444 F.3d 1104 (9th Cir. 2006) (en banc)

Darlene Jespersen was a bartender at Harrah’s for over 20 years. She quit after the company implemented the “Personal Best” program, because she was unwilling to wear makeup as part of the policy required.

  • The program consisted of grooming and appearance standards that applied to both sexes, as well as some sex-differentiated requirements relating to makeup and nails.
  • Jespersen didn’t wear makeup on or off the job and testified that when she did wear it, she felt very degraded and very demeaned, and that it prohibited her from doing her job because it affected her self-dignity.
  • This led to a suit under Title VII, alleging that the Personal Best policy discriminated against women by

(1) subjecting them to terms and conditions of employment to which men are not similarly subjected, and
(2) requiring that women conform to sex-based stereotypes as a term and condition of employment.

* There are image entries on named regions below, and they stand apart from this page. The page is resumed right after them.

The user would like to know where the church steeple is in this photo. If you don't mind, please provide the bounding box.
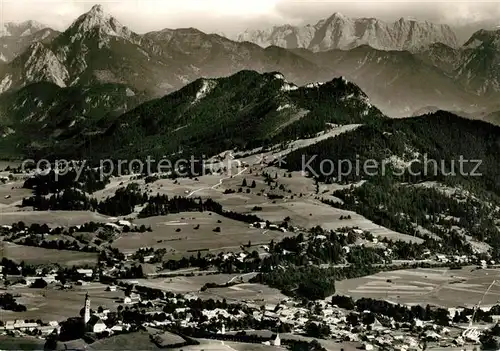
[83,292,90,325]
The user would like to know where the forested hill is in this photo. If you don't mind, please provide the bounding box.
[69,71,385,162]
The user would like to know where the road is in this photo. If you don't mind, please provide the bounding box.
[186,168,248,197]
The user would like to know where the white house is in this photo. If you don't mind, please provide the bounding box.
[76,268,94,278]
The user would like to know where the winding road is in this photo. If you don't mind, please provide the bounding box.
[186,168,248,197]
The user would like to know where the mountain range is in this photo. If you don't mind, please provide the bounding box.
[0,5,500,160]
[237,13,458,52]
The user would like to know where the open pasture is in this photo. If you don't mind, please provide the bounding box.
[124,274,243,293]
[223,198,423,243]
[199,283,287,304]
[0,180,32,208]
[112,212,287,254]
[335,267,500,307]
[0,211,109,227]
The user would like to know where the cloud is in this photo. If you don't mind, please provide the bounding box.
[0,0,500,34]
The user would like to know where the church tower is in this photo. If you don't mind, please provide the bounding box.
[83,293,90,325]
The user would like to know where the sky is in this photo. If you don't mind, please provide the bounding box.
[0,0,500,36]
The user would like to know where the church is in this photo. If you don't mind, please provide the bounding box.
[83,293,108,333]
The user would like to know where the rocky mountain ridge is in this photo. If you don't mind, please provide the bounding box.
[237,13,458,52]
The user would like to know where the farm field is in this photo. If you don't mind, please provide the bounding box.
[0,180,32,211]
[2,283,124,321]
[0,335,45,351]
[172,339,283,351]
[335,267,500,307]
[124,273,287,303]
[87,331,160,350]
[0,241,97,267]
[123,274,244,293]
[222,198,423,243]
[112,212,289,258]
[0,208,109,227]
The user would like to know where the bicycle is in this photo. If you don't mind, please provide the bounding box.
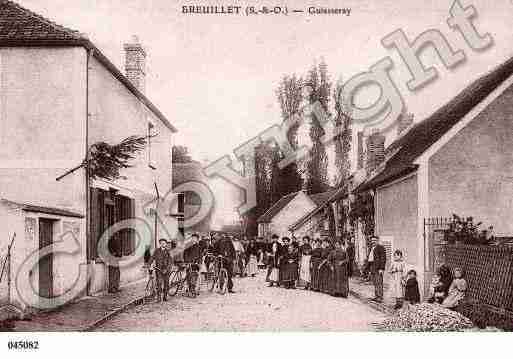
[210,255,228,294]
[144,269,159,304]
[168,263,201,298]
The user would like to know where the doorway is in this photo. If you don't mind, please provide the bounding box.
[39,218,55,298]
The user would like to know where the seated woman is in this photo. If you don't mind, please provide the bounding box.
[310,240,322,291]
[428,273,446,304]
[328,240,349,298]
[442,268,467,309]
[280,244,299,289]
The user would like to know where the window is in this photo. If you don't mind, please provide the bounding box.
[87,188,135,260]
[148,122,157,170]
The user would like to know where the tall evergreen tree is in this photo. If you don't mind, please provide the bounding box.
[305,60,331,194]
[274,74,303,197]
[333,80,352,186]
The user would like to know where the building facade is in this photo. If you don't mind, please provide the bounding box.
[0,1,176,306]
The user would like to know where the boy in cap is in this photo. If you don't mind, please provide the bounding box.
[150,238,171,301]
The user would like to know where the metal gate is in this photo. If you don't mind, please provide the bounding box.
[424,217,452,273]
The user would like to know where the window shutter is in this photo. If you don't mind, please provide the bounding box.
[87,188,104,260]
[128,198,135,254]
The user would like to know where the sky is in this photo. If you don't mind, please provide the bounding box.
[18,0,513,160]
[18,0,513,226]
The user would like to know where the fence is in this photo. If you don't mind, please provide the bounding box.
[424,218,513,330]
[440,245,513,330]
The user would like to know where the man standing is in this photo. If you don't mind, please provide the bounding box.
[367,236,387,302]
[150,238,171,301]
[265,234,281,287]
[346,239,355,278]
[214,236,235,293]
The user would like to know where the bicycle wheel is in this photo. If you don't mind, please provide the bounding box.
[219,268,228,294]
[168,270,183,296]
[208,273,217,292]
[144,278,157,303]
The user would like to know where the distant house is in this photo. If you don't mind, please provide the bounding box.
[356,58,513,298]
[173,161,214,233]
[257,191,317,242]
[289,190,338,238]
[0,1,176,306]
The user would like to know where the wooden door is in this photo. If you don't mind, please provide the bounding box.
[39,218,54,298]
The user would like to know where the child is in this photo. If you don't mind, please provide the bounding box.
[389,249,405,309]
[404,269,420,304]
[428,273,445,304]
[299,243,312,290]
[442,268,467,308]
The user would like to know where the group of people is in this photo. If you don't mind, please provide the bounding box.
[144,233,261,301]
[265,235,354,297]
[378,236,467,309]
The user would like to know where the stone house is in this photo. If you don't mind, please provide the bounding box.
[355,55,513,298]
[0,1,176,306]
[257,191,317,239]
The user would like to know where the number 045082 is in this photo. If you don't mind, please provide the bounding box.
[7,340,39,350]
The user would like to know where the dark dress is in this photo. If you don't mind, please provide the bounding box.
[280,252,299,287]
[319,248,332,293]
[328,249,349,297]
[404,278,420,303]
[346,243,355,278]
[310,248,322,291]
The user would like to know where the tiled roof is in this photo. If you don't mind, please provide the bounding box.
[0,199,85,218]
[289,186,347,230]
[355,54,513,192]
[0,0,81,43]
[309,189,337,206]
[0,0,176,132]
[257,191,301,223]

The district court granted Harrah’s motion for summary judgment.

(1) Did the policy impose an unequal burden on women?
(2) Was there impermissible sex stereotyping?

No. Affirmed.

(1) The court held that the appearance policy applied to both male and female bartenders, and did not unreasonably burden women more so than men.

  • Apparently men keeping their hair short is comparable to women wearing makeup.

(2) The court distinguished this case from Price Waterhouse in that the Personal Best program didn’t single out one person – it applied to all of the bartenders, male and female.

  • ‘This case was limited to the subjective reaction of a single employee, and there wasn’t evidence of a stereotypical motivation on the part of the employer.’
  • Something requiring women to wear short shorts and low-cut shirts would likely suffice.

Rule: An employer’s grooming and dress policy that applies to both sexes does not violate Title VII absent a showing that the policy imposed unreasonable or unequal burdens on one gender more so than the other.

  • Prof: As long as the policies are based on generally accepted differences between what men and women should wear / how they should appear etc, and there’s no unequal burden on one gender, there generally isn’t a Title VII violation (unless there’s impermissible sex stereotyping).

Side Note: First Amendment protections don’t apply to the private sector, which is why most hair length cases have been brought under Title VII. Generally, plaintiffs have been unsuccessful for two reasons:

(1) It has been held that Title VII was designed only to prohibit discrimination based on immutable characteristics.
(2) Hair length regulations do not inhibit employment opportunity.